PF se vale de anônimos para acusar índios
Inquérito sobre a morte de três pessoas em Humaitá (AM) em 2013 não identifica testemunhas; cinco estão presos
Relatório pericial pedido pela Procuradoria ressalta precariedade de dados passados sob o anonimato
O inquérito tocado pela Polícia Federal para investigar a chacina de três moradores de Humaitá (AM) revela que testemunhas anônimas são as principais peças de acusação contra os cinco índios tenharim presos desde fevereiro sob suspeita do crime.

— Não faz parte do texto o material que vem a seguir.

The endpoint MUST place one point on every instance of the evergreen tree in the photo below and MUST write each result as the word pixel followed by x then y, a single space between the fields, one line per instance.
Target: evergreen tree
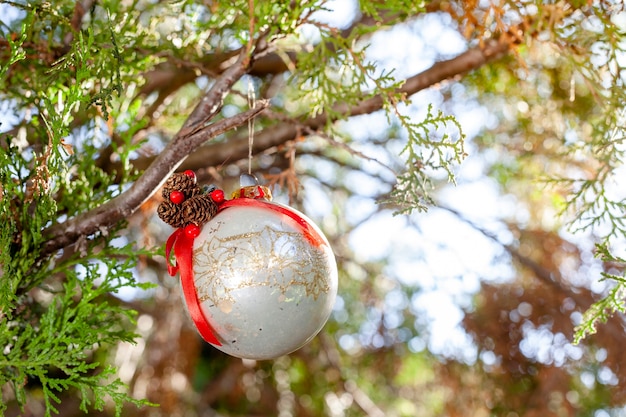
pixel 101 101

A chacina completou um ano na terça-feira (16). Revoltados com o crime, no Natal passado moradores queimaram prédios e veículos da Funai e o posto de pedágio dos índios nas entradas da Terra Indígena Tenharim.
Segundo a investigação, sigilosa, a PF usou depoimentos de testemunhas identificadas apenas por números para apontar o suposto papel de cada um dos índios acusados. O Ministério Público Federal endossou a estratégia da PF e denunciou os índios, em abril, com base em sete depoimentos anônimos.
O Cimi (Conselho Indigenista Missionário), que presta apoio jurídico aos índios, encontra dificuldades para avaliar os depoimentos, já que a ausência das identidades não permite descartar outras motivações, como disputas internas na aldeia ou ligação com fazendeiros.
Em outro ponto nebuloso do inquérito, a PF não apresentou resposta a uma informação de familiares de um dos mortos. Em depoimento à PF, o irmão do professor de escola pública Stef Pinheiro de Souza, 43, disse que a conta da vítima no Facebook sinalizou estar ativa mesmo cinco dias após o crime.
Segundo o relatório final, a história começou em 3 de dezembro de 2013, quando o cacique Ivan Tenharim morreu, um dia depois de sofrer um suposto acidente de trânsito quando trafegava de moto pela Transamazônica. Nunca foi identificado o veículo que o teria atropelado.
Em 16 de dezembro, desapareceram três pessoas que foram vistas atravessando a terra indígena em um Gol --além de Stef, o comerciante Luciano da Conceição Ferreira Freire, 30, e o técnico da Eletrobrás Aldeney Ribeiro Salvador, 40. Dois dias depois, cinco PMs disseram ter visto índios empurrando um Gol para dentro da mata.
Em mais um ponto questionável da apuração, a PF não explica o que os PMs faziam naquele local e naquele dia, que era a folga da equipe, e por que demoraram dois dias para fazer o alerta.
Após muitos protestos e a depredação da Funai, os corpos dos desaparecidos foram encontrados em fevereiro, com marcas de tiros, em uma cova rasa na terra indígena.
A PF prendeu cinco indígenas, dos quais dois são filhos do cacique --Gilvan, 20, e Gilson, 25-- e um é sobrinho, Valdinar, 30. Também foi preso Domiceno Tenharim, 34, cacique da aldeia Taboca.
Os índios, que negam a autoria do crime, estão desde fevereiro no Centro de Ressocialização Vale do Guaporé, em Porto Velho (RO).
Segundo a PF, a chacina ocorreu por vingança. Embora existam outros indícios da participação de indígenas no crime, o inquérito se vale dos anônimos para dizer o que fez cada um dos índios presos.
A "testemunha nº 4", por exemplo, disse que o crime ocorreu depois que "um bruxo macumbeiro do distrito de Auxiliadora" recebeu R$ 2.500 para apontar o carro que teria matado o cacique. O "bruxo" não foi localizado nem ouvido em depoimento.
Segundo a PF, essa falsa informação levou os índios a pararem o carro errado.
Em relatório pericial antropológico feito a pedido do Ministério Público Federal, dois professores e uma pesquisadora ressaltaram a precariedade de informações passadas sob anonimato.
Segundo o relatório, os depoimentos, "sobretudo os sete que correspondem a casos de identidade não revelada, aludem a agentes sociais e situações fictícias".
O relatório também destacou que as fontes anônimas reconhecem não ter presenciado o momento do crime.
"Um dos pontos a destacar nos depoimentos é a ausência de testemunha ocular que tenha presenciado o assassinato. Os que apontaram para tal fato foi porque ouviram falar", diz o relatório.